Todos somos la madre del muerto que me identifica por error como su hijo en la calle. Cuidado, un asesino anda suelto y es dios, que no pasó el trabajo de diferenciarnos. “Dios te bendice,” me dice la señora, mirándome con detenimiento para cerciorarse de que de veras no soy su nene de vuelta pisando duro la tierra.
Yo iba camino a mirar las pistolas en oferta, con una novela debajo del brazo. En la novela, un hombre hace camino con su hijo en un mundo post-apocalíptico. El personaje anda armado.

Reescribo lo anterior: yo iba camino a mirar las pistolas en oferta, con una navaja debajo del brazo. Ando armado pues el libro no es protección, al menos que lo lea como manual de auto-defensa. Ahora, ¿dónde dejé mi auto?

En la novela, el hombre y el niño viajan a patita empujando un carrito de compras. En la vida real, me pregunto si tendré el presupuesto para una pistola, municiones, membresía al club de tiro etc. Me pregunto además si estaré loco por matar a alguien o si es miedo a que me maten.
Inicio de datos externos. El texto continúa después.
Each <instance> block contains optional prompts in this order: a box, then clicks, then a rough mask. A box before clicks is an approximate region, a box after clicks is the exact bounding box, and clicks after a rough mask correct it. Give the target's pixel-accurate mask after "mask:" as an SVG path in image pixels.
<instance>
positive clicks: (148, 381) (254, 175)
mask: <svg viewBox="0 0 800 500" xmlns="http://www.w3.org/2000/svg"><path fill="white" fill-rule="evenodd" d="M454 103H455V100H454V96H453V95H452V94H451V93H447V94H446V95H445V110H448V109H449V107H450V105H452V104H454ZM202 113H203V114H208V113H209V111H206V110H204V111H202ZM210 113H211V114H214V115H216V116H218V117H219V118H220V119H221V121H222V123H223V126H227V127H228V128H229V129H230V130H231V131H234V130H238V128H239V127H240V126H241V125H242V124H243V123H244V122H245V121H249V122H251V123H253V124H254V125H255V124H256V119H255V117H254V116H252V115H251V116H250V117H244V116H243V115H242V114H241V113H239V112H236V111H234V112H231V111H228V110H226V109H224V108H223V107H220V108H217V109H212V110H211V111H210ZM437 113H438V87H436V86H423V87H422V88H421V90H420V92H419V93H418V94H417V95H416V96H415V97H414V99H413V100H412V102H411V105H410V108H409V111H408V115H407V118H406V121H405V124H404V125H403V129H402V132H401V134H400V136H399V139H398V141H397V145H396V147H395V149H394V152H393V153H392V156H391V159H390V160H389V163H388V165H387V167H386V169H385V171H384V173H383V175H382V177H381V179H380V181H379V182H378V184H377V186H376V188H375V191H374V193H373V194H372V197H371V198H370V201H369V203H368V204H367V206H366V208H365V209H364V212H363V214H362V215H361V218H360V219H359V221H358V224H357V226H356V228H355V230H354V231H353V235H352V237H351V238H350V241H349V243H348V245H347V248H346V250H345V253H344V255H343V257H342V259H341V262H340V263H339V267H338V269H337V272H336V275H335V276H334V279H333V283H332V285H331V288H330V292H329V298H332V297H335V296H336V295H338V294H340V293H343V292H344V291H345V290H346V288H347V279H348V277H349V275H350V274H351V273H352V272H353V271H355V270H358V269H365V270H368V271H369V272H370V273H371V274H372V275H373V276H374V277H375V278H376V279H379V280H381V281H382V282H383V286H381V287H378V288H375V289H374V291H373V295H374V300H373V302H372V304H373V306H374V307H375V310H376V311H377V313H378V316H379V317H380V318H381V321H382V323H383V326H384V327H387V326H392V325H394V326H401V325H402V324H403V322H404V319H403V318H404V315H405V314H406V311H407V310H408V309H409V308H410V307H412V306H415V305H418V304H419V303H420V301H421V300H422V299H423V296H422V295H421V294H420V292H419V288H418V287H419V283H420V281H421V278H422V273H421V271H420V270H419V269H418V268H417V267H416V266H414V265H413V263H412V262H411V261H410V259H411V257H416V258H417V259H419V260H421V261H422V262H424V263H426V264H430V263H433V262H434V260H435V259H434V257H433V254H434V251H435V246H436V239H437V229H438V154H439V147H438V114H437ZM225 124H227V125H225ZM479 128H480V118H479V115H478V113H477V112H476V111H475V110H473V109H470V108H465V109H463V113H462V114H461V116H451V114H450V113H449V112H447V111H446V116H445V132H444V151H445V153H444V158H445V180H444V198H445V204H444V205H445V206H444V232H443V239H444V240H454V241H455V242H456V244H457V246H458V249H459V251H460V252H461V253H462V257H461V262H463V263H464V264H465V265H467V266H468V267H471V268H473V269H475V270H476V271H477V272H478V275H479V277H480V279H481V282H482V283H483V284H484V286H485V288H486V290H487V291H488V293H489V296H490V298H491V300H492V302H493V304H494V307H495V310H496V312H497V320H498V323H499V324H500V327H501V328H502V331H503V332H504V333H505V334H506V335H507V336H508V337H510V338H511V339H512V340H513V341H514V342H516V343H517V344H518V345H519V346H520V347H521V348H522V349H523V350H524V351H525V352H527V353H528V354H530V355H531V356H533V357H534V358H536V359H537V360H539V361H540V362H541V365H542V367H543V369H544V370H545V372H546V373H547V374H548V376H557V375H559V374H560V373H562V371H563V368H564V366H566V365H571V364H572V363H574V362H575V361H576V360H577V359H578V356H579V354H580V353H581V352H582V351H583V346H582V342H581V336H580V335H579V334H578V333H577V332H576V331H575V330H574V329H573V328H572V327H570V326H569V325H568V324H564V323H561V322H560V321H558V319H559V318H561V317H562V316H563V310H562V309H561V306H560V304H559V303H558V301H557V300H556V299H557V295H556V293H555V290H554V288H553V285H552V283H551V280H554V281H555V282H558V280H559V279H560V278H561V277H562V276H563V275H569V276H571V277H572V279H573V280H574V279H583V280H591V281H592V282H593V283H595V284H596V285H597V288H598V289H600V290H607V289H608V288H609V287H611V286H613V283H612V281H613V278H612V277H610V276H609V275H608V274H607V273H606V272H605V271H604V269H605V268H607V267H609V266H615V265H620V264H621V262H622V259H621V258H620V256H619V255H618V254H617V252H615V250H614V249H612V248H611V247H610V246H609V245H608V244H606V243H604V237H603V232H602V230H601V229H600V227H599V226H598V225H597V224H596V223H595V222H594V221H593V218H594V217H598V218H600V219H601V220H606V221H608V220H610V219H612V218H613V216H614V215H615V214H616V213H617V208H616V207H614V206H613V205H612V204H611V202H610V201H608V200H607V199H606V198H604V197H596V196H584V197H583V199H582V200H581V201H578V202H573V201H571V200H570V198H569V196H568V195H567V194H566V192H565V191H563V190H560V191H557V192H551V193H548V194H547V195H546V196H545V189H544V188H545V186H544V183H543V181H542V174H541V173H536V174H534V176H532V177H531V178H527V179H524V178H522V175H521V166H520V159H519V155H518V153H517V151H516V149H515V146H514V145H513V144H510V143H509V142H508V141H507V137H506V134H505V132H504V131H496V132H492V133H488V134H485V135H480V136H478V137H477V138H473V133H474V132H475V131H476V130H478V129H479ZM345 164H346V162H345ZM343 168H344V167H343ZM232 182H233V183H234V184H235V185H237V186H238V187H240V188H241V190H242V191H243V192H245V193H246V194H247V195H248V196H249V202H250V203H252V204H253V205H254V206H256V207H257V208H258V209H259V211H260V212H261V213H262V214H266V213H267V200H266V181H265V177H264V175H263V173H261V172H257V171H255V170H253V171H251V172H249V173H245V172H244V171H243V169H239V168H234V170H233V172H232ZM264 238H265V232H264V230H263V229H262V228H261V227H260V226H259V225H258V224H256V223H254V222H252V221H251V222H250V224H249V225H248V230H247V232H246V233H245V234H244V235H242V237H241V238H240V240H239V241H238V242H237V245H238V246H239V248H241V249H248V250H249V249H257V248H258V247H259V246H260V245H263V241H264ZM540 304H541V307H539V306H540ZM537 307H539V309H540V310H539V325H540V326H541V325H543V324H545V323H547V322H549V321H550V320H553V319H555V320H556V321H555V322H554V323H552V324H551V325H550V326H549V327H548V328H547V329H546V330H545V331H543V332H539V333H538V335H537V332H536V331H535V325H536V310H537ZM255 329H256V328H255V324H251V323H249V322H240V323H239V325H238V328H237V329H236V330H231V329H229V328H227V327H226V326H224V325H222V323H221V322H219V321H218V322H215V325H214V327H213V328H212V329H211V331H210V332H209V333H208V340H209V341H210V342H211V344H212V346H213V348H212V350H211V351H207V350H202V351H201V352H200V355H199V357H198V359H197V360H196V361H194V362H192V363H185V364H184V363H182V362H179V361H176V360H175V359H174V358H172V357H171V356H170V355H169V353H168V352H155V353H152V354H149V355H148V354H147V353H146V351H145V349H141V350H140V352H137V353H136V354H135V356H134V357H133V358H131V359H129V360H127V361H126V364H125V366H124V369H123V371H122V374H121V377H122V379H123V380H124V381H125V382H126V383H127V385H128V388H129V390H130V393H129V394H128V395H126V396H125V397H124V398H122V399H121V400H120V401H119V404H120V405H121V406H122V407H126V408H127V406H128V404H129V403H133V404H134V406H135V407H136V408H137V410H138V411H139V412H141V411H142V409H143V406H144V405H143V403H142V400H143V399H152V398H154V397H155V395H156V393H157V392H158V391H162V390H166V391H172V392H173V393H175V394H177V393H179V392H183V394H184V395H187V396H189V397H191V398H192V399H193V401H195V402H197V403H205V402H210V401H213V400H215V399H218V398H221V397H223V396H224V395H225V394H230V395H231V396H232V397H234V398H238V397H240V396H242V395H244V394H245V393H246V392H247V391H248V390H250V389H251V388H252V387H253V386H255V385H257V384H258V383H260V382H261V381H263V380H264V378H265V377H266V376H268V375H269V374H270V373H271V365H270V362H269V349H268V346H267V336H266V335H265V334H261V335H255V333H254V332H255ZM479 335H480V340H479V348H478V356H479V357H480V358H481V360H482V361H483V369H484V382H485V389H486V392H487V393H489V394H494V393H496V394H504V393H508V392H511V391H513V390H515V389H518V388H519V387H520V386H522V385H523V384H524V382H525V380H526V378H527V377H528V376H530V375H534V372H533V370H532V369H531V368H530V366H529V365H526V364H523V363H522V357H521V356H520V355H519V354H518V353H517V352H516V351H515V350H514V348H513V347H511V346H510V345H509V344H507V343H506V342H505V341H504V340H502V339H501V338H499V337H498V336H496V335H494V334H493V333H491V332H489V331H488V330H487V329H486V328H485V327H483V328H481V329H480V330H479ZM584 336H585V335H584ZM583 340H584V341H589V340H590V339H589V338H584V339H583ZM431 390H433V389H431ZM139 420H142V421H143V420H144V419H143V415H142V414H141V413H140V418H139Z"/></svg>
Todo está cubierto de polvo y ceniza (en el libro). En la vida real, hay veintitantos chiquillos muertos a balazos en Connecticut. Otros tantos en China (a cuchillazos). En el espíritu de sobrevivencia, el hombre verifica que su hijo respira en medio de su sueño. En el espíritu de querer que el amor pueda contra la muerte, una mujer identifica a su hijo difunto en mí. Cuidado, un cadáver anda suelto. Dios lo bendice.


Yo voy de camino a comprar otra novela por el mismo autor, con mi libreta debajo del brazo. No ando armado. Vamos mundo, acábate. Acábame. A que no.